Abbiamo chiesto all’attuale presidente dell’Avis di Roma, Raniero Ranieri un commento sulla vicenda della “Casa del donatore”: “Noi abbiamo abbandonato la Casa del Donatore, per me è un capitolo chiuso e non vorrei che non fosse mai riaperto. Non voglio assolutamente riaprire quel caso, il vecchio consiglio direttivo aveva deciso di fare un certo progetto, fu deciso a maggioranza di andare avanti ed è stato portato avanti fino a quando c’era Infantino, poi il nuovo consiglio direttivo ha deciso di fermare tutto. Abbiamo restituito l’immobile alla Regione Lazio e non vogliamo fare nessuna polemica retroattiva su quello che è successo precedentemente. Non voglio fare nessuna azione né pro e né contro, per me questa cosa è chiusa per sempre”. A Raniero Ranieri abbiamo chiesto se l’operazione della “Casa del Donatore” ha lasciato danni economici ai conti dell’Avis Roma, per capire quanto sia costata l’operazione: “Per me la vicenda è chiusa, non voglio aprire nessun contezioso. Se volete ne parlate con l’Avis nazionale”
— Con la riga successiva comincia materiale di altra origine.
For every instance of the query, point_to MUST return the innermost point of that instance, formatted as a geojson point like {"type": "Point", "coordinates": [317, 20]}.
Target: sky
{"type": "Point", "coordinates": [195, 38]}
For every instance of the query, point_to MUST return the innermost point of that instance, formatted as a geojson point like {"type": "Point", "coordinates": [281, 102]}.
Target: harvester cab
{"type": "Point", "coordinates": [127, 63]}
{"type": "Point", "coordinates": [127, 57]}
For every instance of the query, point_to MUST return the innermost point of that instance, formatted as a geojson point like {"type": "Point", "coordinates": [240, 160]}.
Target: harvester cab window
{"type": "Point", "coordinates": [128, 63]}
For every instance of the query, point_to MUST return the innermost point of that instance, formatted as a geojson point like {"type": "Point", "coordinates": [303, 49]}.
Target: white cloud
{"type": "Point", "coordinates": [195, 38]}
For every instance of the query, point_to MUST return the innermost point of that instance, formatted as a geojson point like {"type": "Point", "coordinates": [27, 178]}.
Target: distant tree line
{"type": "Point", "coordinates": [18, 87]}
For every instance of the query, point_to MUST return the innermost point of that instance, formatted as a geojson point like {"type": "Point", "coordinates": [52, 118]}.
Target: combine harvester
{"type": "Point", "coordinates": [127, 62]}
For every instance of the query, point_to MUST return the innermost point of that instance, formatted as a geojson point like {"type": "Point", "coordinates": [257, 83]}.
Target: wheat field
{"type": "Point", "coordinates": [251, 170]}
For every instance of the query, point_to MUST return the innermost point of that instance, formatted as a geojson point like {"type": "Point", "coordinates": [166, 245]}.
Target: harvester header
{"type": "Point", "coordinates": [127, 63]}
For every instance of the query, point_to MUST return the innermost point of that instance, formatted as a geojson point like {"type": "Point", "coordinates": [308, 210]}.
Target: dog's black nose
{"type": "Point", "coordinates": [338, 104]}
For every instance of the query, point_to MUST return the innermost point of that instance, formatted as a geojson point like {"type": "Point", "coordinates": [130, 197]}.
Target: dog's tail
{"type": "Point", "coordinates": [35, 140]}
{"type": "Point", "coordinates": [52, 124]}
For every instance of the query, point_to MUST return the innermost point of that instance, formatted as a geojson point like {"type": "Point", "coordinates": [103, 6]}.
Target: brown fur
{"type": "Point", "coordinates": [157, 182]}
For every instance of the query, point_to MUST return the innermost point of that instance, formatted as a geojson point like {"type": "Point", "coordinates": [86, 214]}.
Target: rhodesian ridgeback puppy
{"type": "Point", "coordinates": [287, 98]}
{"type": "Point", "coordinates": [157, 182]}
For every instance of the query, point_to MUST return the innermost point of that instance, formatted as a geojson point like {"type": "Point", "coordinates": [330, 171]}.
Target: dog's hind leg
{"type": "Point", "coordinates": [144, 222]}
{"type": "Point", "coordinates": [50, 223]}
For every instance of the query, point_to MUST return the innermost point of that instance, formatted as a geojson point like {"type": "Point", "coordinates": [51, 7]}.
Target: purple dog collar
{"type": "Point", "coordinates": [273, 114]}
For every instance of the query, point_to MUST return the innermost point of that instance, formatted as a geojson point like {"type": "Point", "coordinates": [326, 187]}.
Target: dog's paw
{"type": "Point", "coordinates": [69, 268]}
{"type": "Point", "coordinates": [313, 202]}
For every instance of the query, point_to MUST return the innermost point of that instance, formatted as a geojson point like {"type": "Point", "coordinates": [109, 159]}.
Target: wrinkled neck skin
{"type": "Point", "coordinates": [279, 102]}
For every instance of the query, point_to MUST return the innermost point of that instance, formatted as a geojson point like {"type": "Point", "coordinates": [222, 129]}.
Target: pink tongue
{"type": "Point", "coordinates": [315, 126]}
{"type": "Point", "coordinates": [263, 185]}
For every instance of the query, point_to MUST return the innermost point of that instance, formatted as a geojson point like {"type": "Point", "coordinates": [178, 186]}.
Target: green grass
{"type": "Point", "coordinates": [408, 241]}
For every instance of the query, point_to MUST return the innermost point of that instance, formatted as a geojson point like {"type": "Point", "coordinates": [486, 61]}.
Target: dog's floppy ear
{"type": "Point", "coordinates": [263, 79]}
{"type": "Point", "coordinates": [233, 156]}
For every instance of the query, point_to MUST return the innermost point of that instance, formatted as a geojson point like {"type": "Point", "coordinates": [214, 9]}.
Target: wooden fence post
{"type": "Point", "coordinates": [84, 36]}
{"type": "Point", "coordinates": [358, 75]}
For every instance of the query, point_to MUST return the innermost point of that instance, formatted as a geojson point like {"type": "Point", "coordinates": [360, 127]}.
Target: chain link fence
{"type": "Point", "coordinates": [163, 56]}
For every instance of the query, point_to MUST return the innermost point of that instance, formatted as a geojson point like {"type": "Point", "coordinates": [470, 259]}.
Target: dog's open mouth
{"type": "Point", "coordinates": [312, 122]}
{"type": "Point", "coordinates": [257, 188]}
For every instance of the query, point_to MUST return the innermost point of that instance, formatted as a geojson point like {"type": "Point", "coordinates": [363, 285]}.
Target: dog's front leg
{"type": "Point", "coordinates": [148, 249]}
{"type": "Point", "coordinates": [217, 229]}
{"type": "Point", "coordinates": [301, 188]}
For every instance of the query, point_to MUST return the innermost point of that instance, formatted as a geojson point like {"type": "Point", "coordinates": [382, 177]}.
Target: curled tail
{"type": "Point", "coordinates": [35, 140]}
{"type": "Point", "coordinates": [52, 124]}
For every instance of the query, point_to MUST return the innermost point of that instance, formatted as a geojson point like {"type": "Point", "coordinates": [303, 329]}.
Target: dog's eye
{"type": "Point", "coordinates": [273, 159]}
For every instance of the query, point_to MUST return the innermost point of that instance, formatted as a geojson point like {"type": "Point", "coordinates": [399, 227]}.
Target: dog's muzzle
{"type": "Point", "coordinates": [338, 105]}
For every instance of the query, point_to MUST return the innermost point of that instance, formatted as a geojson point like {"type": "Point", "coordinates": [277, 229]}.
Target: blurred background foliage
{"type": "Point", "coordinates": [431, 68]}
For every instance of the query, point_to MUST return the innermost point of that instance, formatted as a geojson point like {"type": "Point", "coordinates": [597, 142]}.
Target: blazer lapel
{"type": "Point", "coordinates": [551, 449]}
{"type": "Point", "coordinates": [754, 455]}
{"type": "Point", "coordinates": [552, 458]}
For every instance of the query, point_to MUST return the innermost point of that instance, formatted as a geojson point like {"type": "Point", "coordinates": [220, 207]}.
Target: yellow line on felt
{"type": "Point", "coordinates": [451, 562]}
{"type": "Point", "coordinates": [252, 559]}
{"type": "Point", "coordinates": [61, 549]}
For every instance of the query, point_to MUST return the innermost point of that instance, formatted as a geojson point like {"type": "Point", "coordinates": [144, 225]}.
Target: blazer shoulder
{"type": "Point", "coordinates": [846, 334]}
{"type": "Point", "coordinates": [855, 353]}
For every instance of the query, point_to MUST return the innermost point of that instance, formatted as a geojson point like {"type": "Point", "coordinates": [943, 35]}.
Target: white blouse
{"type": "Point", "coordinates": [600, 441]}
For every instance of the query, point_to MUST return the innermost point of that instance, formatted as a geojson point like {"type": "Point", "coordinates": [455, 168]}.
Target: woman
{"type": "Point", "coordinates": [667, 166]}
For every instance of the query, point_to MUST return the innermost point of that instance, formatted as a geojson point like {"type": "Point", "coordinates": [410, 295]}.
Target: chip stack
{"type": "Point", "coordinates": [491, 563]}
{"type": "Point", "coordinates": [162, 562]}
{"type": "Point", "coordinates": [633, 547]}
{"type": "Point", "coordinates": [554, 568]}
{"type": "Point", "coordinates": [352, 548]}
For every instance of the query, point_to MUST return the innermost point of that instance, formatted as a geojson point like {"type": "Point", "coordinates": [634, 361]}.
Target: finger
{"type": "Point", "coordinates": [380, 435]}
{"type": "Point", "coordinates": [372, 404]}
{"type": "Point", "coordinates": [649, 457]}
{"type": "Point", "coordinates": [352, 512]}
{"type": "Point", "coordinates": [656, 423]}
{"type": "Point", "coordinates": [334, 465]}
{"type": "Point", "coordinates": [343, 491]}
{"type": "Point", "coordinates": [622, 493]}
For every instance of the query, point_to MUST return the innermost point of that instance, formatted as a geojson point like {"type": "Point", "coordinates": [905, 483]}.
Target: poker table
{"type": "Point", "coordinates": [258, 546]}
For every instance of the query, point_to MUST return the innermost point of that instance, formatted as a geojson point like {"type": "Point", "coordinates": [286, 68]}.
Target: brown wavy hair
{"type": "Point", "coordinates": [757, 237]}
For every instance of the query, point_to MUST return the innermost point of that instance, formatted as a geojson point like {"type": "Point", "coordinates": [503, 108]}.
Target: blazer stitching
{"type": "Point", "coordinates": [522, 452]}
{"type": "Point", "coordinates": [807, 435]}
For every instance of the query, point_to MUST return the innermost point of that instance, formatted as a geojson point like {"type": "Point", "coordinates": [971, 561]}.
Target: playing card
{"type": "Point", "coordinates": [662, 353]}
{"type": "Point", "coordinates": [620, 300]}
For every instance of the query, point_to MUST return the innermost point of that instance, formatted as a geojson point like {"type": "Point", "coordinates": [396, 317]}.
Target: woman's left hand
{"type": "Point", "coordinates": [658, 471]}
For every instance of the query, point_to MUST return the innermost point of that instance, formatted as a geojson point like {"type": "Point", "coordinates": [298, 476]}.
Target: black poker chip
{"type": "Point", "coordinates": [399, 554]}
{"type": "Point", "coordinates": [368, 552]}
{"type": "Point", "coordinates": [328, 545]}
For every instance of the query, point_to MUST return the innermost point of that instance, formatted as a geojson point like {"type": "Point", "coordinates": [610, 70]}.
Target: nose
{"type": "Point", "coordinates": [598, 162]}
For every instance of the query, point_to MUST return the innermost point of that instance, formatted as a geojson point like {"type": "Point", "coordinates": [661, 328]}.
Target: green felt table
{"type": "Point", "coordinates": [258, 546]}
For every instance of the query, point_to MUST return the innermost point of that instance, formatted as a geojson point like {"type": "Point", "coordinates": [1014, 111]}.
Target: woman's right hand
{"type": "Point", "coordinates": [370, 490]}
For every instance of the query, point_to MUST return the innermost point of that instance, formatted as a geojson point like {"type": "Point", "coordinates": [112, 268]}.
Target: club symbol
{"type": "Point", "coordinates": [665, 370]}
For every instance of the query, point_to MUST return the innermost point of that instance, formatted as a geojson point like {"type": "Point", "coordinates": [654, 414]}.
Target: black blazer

La risposta di Avis: “Infangano l’associazione”
Siamo andati, infine, dal presidente nazionale dell’Avis, Gianpietro Briola, per mostrargli quanto abbiamo documentato. Medico di pronto soccorso, Briola ci accoglie all’ospedale dove presta servizio in provincia di Brescia. Gli mostriamo tutto quello che abbiamo raccolto ed i documenti che attestano il travaso di denaro dalle casse delle Avis locali di Napoli e Roma alle tasche dei familiari dei dirigenti. E la prima cosa che gli chiediamo è proprio questa: è un problema la gestione dei soldi che vengono presi dal servizio sanitario nazionale? “Assolutamente sì – risponde il presidente dell’Avis nazionale – ogni sezione ha una sua autonomia gestionale e allora in questo sono i dirigenti locali che devono rispondere delle cose che fanno davanti alla legge. L’associazione non deve essere concepita né come un bene personale, né come un ritorno economico. Su Napoli poi avevamo già avuto dei problemi, pensavamo di averli superati”.
Ma a Briola mostriamo anche quello che avviene presso le emoteche mobili, le registrazioni che documentano come i volontari violino i protocolli sanitari, e tutta la storia della Casa del Donatore di Roma. Briola è visibilmente sconcertato: “Sinceramente io, carte alla mano, farò sicuramente un esposto – ci dice – infangano il buon lavoro di migliaia di volontari che lavorano sul territorio e di milioni di donatori”. L’appello che noi facciamo e che ribadiamo, l’Avis è fatta soprattutto di brave persone – sottolinea Briola – sul territorio c’è bisogno di donare, quindi a tutti chiediamo di venire a donare il sangue, non per Avis, ma per i malati che ne hanno bisogno ogni giorno”.